The same structure works also for wind pictures etc. If you have u and v data in your results, you can plot quivers on top of your image. Just add a line after plotting your ds['wind magnitude variable'], e.g with:

quiver_density = 10 #plots a quiver only every 10th grid point - you need to thin it out, otherwise you only have arrows. the scale factor below also influences the arrow size.
ax.quiver(u.x.values[1::quiver_density], #x coords
          u.y.values[1::quiver_density], #y coords
          u.values[1::quiver_density,1::quiver_density], #u component on x-y coords
          v.values[1::quiver_density,1::quiver_density], #v component on x-y coords
          scale=20)

Double check that the quiver makes sense (as always though, check what you plot).

Create a gif

You can create a gif of your results. For that, save your plots (iterate over the time variable for instance) with an increasing number in the filename (use str(iterating_variable).zfill(2) for example, so index 3 becomes 03 in the file name and the order is correct in the end in the gif). In Linux, you can use the imagemagick library, and in there the convert method.
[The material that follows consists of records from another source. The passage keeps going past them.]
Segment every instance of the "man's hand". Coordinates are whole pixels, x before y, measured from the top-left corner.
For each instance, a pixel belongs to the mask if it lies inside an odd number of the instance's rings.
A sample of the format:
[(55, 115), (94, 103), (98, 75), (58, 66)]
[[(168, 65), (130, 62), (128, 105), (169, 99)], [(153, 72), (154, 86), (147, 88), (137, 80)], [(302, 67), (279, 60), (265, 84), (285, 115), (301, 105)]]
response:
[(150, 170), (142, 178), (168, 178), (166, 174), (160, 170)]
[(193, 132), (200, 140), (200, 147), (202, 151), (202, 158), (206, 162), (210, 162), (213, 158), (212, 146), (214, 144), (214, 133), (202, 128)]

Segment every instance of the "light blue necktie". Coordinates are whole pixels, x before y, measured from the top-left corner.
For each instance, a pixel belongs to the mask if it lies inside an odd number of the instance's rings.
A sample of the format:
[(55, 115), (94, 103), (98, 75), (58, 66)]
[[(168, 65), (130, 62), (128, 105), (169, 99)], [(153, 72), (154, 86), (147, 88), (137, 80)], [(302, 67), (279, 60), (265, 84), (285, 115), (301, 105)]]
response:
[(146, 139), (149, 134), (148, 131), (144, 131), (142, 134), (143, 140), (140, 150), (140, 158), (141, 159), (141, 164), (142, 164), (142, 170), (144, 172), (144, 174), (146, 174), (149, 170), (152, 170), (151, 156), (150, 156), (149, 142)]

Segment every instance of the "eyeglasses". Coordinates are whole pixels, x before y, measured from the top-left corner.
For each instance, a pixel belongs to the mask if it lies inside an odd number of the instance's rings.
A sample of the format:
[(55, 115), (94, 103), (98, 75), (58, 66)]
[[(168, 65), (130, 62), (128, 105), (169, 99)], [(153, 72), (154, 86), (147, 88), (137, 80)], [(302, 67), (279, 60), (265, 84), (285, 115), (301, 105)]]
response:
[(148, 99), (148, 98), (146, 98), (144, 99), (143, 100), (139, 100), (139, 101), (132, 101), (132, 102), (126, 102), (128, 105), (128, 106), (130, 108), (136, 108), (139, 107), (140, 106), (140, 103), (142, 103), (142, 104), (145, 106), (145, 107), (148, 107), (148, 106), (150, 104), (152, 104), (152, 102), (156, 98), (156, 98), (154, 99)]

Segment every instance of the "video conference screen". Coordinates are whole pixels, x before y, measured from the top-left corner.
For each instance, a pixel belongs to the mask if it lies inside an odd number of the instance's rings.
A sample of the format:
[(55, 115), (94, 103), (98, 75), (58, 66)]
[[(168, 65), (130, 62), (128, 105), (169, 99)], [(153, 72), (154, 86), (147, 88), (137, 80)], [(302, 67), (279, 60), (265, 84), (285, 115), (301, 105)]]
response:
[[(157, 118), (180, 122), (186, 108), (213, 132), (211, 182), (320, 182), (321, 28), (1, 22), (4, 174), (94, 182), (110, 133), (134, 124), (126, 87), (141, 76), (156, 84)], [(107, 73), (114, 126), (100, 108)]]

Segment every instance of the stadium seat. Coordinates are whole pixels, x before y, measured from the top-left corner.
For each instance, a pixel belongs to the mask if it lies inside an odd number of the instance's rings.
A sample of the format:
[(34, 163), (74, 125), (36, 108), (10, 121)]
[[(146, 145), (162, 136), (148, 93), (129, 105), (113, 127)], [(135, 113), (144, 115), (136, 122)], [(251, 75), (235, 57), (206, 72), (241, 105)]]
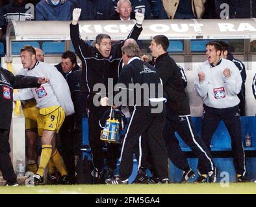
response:
[(40, 48), (39, 43), (37, 41), (12, 41), (12, 54), (19, 54), (20, 49), (24, 45), (31, 45), (34, 47)]
[(65, 44), (64, 41), (45, 41), (42, 49), (45, 54), (62, 54), (65, 52)]
[(0, 57), (5, 56), (5, 50), (3, 43), (0, 42)]
[[(246, 151), (256, 150), (256, 131), (255, 126), (256, 125), (256, 116), (240, 116), (241, 129), (242, 129), (242, 140), (244, 143), (244, 137), (249, 133), (251, 136), (252, 146), (250, 147), (244, 147)], [(199, 136), (201, 135), (201, 117), (192, 117), (192, 122), (196, 131)], [(178, 138), (180, 146), (183, 151), (190, 151), (190, 148), (183, 142), (181, 138), (175, 133)], [(227, 129), (222, 121), (214, 134), (213, 135), (211, 144), (212, 151), (231, 151), (231, 142), (230, 135)]]
[(183, 52), (183, 41), (179, 40), (171, 40), (169, 41), (169, 47), (167, 52)]

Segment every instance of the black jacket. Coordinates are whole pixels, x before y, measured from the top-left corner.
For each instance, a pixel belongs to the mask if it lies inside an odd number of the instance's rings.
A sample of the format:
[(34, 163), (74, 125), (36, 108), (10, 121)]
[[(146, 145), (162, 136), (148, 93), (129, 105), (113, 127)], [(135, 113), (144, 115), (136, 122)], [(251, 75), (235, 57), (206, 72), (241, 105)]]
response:
[(159, 56), (155, 65), (164, 84), (167, 106), (173, 115), (190, 114), (189, 102), (185, 92), (186, 84), (182, 68), (178, 67), (168, 52)]
[(14, 76), (10, 71), (0, 68), (0, 129), (10, 129), (12, 114), (14, 89), (38, 87), (38, 78)]
[(66, 80), (67, 79), (68, 76), (71, 73), (72, 73), (72, 72), (74, 72), (74, 71), (80, 70), (79, 65), (78, 65), (77, 63), (75, 63), (75, 67), (72, 69), (72, 70), (71, 70), (70, 72), (67, 72), (67, 73), (64, 72), (64, 71), (63, 71), (63, 70), (62, 70), (62, 67), (61, 66), (61, 63), (59, 63), (58, 64), (55, 65), (54, 67), (55, 67), (58, 69), (58, 71), (60, 72), (62, 74), (63, 77), (64, 77), (64, 78), (65, 78)]
[[(127, 38), (138, 39), (142, 30), (142, 28), (138, 28), (135, 25)], [(82, 61), (82, 91), (95, 94), (93, 87), (98, 83), (103, 83), (107, 89), (108, 78), (116, 80), (118, 77), (118, 67), (122, 57), (121, 48), (124, 41), (114, 44), (109, 58), (105, 58), (97, 49), (85, 43), (80, 38), (79, 25), (70, 24), (70, 38), (75, 52)]]
[[(123, 91), (126, 91), (127, 97), (128, 97), (126, 100), (126, 104), (129, 106), (134, 105), (138, 103), (143, 105), (144, 103), (148, 103), (149, 98), (162, 97), (162, 94), (159, 93), (158, 91), (159, 87), (160, 86), (160, 85), (159, 85), (158, 84), (160, 83), (160, 79), (157, 73), (156, 69), (149, 63), (138, 59), (133, 60), (131, 63), (123, 68), (120, 76), (119, 76), (118, 83), (125, 85), (126, 89), (123, 89), (123, 87), (117, 84), (115, 87), (115, 91), (119, 92), (121, 90), (125, 90)], [(149, 93), (147, 94), (146, 94), (146, 96), (144, 96), (145, 91), (137, 90), (134, 89), (133, 85), (129, 85), (129, 83), (138, 83), (140, 85), (142, 84), (144, 85), (146, 85), (149, 89)], [(149, 84), (151, 83), (155, 84), (153, 85), (155, 87), (150, 87)], [(133, 92), (131, 93), (131, 91)], [(138, 94), (136, 94), (137, 93), (140, 93), (140, 95), (138, 96)], [(116, 93), (116, 94), (118, 93)], [(140, 99), (136, 100), (136, 98), (140, 98)], [(133, 102), (131, 102), (131, 98), (133, 98)], [(122, 103), (125, 103), (125, 102)], [(134, 104), (133, 105), (131, 103)], [(125, 105), (122, 104), (122, 105)], [(136, 105), (139, 105), (136, 104)]]
[[(135, 12), (131, 12), (130, 16), (131, 19), (135, 19)], [(120, 16), (118, 12), (116, 12), (114, 14), (110, 16), (110, 20), (121, 20)]]

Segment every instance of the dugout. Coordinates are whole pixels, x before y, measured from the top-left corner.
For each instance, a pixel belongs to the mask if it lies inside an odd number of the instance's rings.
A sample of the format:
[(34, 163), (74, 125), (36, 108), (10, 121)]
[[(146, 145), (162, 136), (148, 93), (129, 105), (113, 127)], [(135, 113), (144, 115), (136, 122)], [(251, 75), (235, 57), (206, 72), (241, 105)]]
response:
[[(6, 31), (5, 56), (1, 58), (3, 67), (15, 73), (22, 67), (19, 51), (25, 44), (40, 47), (45, 52), (45, 61), (56, 64), (66, 50), (73, 50), (70, 37), (70, 21), (12, 21)], [(134, 21), (79, 21), (81, 36), (84, 41), (95, 39), (99, 33), (109, 34), (114, 41), (124, 39), (134, 24)], [(256, 100), (252, 94), (251, 82), (256, 72), (256, 19), (144, 20), (139, 37), (142, 52), (148, 53), (150, 39), (155, 35), (164, 34), (170, 40), (168, 52), (182, 66), (188, 78), (188, 94), (192, 114), (200, 116), (202, 101), (193, 90), (197, 67), (206, 60), (205, 43), (212, 39), (224, 39), (235, 47), (237, 58), (242, 61), (248, 74), (246, 115), (255, 116)], [(79, 62), (79, 60), (77, 60)], [(25, 160), (24, 118), (13, 115), (10, 142), (14, 164), (18, 158)], [(256, 146), (256, 141), (255, 142)]]

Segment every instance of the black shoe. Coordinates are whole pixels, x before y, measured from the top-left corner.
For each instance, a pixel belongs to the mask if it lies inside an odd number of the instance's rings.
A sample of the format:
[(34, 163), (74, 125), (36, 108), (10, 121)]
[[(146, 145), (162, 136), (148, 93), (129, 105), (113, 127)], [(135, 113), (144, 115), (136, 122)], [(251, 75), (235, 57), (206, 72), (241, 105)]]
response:
[(194, 181), (194, 183), (203, 183), (207, 182), (207, 177), (203, 175), (198, 175), (197, 179)]
[(103, 172), (99, 171), (99, 170), (94, 168), (94, 169), (92, 171), (91, 175), (93, 177), (93, 183), (94, 184), (103, 184), (104, 179), (103, 179)]
[(162, 179), (162, 180), (160, 180), (159, 183), (160, 183), (160, 184), (170, 184), (170, 182), (169, 181), (168, 179)]
[(241, 175), (237, 177), (238, 182), (250, 182), (251, 180), (248, 179), (246, 177)]
[(50, 185), (56, 185), (58, 184), (58, 178), (55, 174), (49, 174), (47, 176), (48, 182)]
[(5, 183), (5, 186), (18, 186), (19, 184), (18, 183), (17, 181), (15, 182), (10, 182), (10, 181), (6, 181)]
[(191, 169), (191, 168), (188, 171), (183, 171), (183, 173), (182, 174), (182, 179), (180, 183), (186, 183), (186, 181), (190, 178), (194, 177), (195, 176), (195, 173)]
[(68, 179), (68, 175), (60, 176), (58, 178), (57, 182), (61, 185), (68, 185), (70, 184), (70, 180)]
[(119, 177), (116, 176), (114, 179), (109, 179), (105, 180), (105, 182), (109, 184), (128, 184), (128, 179), (125, 180), (121, 180)]
[(208, 182), (216, 182), (217, 181), (218, 169), (214, 167), (214, 169), (208, 172)]
[(147, 181), (147, 176), (145, 171), (140, 169), (138, 171), (137, 176), (134, 180), (133, 182), (134, 184), (142, 184), (146, 183)]
[(44, 179), (42, 176), (38, 175), (38, 174), (34, 174), (33, 175), (34, 178), (34, 184), (35, 186), (38, 186), (38, 185), (42, 185), (44, 184)]

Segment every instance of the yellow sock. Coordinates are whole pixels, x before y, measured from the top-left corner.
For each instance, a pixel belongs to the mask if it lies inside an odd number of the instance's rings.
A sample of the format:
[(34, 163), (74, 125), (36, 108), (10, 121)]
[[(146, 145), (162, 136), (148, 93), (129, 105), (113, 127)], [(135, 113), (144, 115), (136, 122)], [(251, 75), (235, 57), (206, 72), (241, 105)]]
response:
[(27, 162), (27, 168), (29, 171), (32, 172), (34, 174), (36, 174), (38, 170), (37, 164), (36, 160), (29, 160)]
[(43, 177), (44, 169), (45, 169), (48, 162), (51, 158), (52, 151), (53, 149), (51, 145), (44, 144), (42, 146), (40, 162), (36, 174)]
[(53, 155), (51, 156), (51, 160), (61, 175), (67, 175), (68, 173), (65, 164), (63, 162), (62, 157), (61, 157), (57, 149)]
[(48, 174), (54, 173), (55, 171), (55, 168), (54, 166), (53, 162), (51, 160), (51, 159), (49, 160), (47, 167), (48, 167)]

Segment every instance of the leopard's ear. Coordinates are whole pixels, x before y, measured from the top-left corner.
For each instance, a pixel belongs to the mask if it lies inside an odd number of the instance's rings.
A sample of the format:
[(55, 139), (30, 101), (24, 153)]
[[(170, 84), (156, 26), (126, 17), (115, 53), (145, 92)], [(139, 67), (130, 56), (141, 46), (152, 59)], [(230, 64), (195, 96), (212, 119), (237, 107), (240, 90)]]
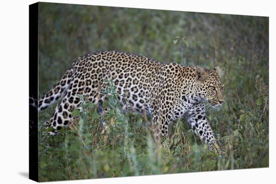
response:
[(222, 71), (219, 66), (216, 66), (215, 70), (220, 78), (222, 78), (224, 74), (224, 72)]
[(198, 81), (203, 82), (208, 78), (208, 74), (205, 70), (201, 67), (197, 67), (196, 68), (196, 80)]

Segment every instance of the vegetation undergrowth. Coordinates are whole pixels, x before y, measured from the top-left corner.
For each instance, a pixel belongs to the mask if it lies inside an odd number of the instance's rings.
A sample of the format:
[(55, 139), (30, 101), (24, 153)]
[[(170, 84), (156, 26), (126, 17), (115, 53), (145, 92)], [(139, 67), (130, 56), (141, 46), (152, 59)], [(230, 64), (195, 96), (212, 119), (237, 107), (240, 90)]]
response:
[(207, 114), (225, 153), (209, 152), (181, 119), (170, 124), (170, 152), (164, 160), (166, 150), (152, 138), (150, 118), (123, 114), (109, 82), (102, 118), (97, 105), (80, 96), (76, 124), (52, 136), (43, 124), (56, 104), (40, 113), (40, 181), (268, 166), (267, 18), (40, 4), (40, 96), (74, 58), (100, 50), (140, 54), (163, 63), (218, 65), (225, 71), (225, 102)]

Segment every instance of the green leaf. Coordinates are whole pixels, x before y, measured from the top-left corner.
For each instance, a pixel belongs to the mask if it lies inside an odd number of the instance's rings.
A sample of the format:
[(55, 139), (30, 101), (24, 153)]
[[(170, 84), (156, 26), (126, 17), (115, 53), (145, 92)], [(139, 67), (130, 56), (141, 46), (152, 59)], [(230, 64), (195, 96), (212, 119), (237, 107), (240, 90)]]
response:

Assuming your files are called image_01.png, image_02.png etc, you can create a gif with the following code snippet:

convert -resize 50% -delay 100 -loop 0 image_*.png testgif.gif

Use the resizetag to avoid creating huge files, the delay option specifies the speed of the gif (100 * 10ms = 1s here). loop should define the looping characteristics of the gif, but I don't really get how it works.